Save DataFrame to a managed folder
galapah
Registered Posts: 2 ✭✭✭
I am trying to save a pandas DataFrame to a managed folder in Dataiku.
My code:
import dataiku
import pandas as pd
temp_folder = "reports_TEMP"
path_upload_file = "testfile.csv"
df = pd.DataFrame(range(0,10), columns=["test"])
handle = dataiku.Folder(temp_folder)
with handle.get_writer(path_upload_file) as w:
df.to_csv(w)
and this is the error that I get:
---------------------------------------------------------------------------
ValueError Traceback (most recent call last)

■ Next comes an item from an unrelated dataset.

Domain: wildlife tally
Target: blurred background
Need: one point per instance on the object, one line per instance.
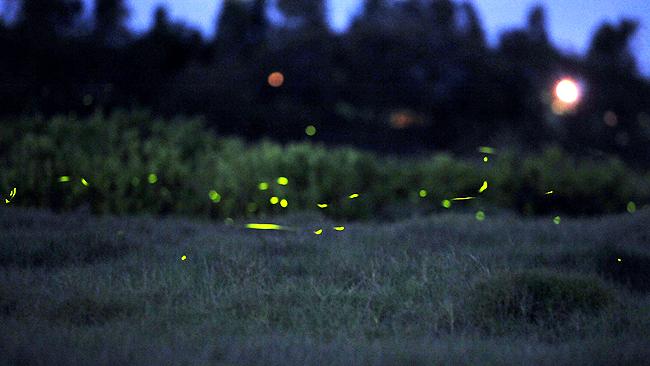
(383, 78)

<ipython-input-135-e90a7150097c> in <module>
8 handle = dataiku.Folder(temp_folder)
9 with handle.get_writer(path_upload_file) as w:
---> 10 df.to_csv(w)
/data/dataiku/dataiku-dss-6.0.1/dss_data/code-envs/python/Py_36_flight_risk/lib/python3.6/site-packages/pandas/core/generic.py in to_csv(self, path_or_buf, sep, na_rep, float_format, columns, header, index, index_label, mode, encoding, compression, quoting, quotechar, line_terminator, chunksize, date_format, doublequote, escapechar, decimal)

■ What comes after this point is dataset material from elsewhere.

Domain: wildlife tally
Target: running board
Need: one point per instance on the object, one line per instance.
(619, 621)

3200 doublequote=doublequote,
3201 escapechar=escapechar,
-> 3202 decimal=decimal,
3203 )
3204 formatter.save()
/data/dataiku/dataiku-dss-6.0.1/dss_data/code-envs/python/Py_36_flight_risk/lib/python3.6/site-packages/pandas/io/formats/csvs.py in __init__(self, obj, path_or_buf, sep, na_rep, float_format, cols, header, index, index_label, mode, encoding, compression, quoting, line_terminator, chunksize, quotechar, date_format, doublequote, escapechar, decimal)
64
65 self.path_or_buf, _, _, self.should_close = get_filepath_or_buffer(
---> 66 path_or_buf, encoding=encoding, compression=compression, mode=mode
67 )
68 self.sep = sep
/data/dataiku/dataiku-dss-6.0.1/dss_data/code-envs/python/Py_36_flight_risk/lib/python3.6/site-packages/pandas/io/common.py in get_filepath_or_buffer(filepath_or_buffer, encoding, compression, mode)
198 if not is_file_like(filepath_or_buffer):
199 msg = f"Invalid file path or buffer object type: {type(filepath_or_buffer)}"
--> 200 raise ValueError(msg)
201
202 return filepath_or_buffer, None, compression, False
ValueError: Invalid file path or buffer object type: <class 'dataiku.core.managed_folder.ManagedFolderWriter'>
Answers
-
Alexandru Dataiker, Dataiku DSS Core Designer, Dataiku DSS ML Practitioner, Dataiku DSS Adv Designer, Registered Posts: 1,384 DataikerHi,
You can use the Export to Folder recipe to export a DSS dataset to a managed folder.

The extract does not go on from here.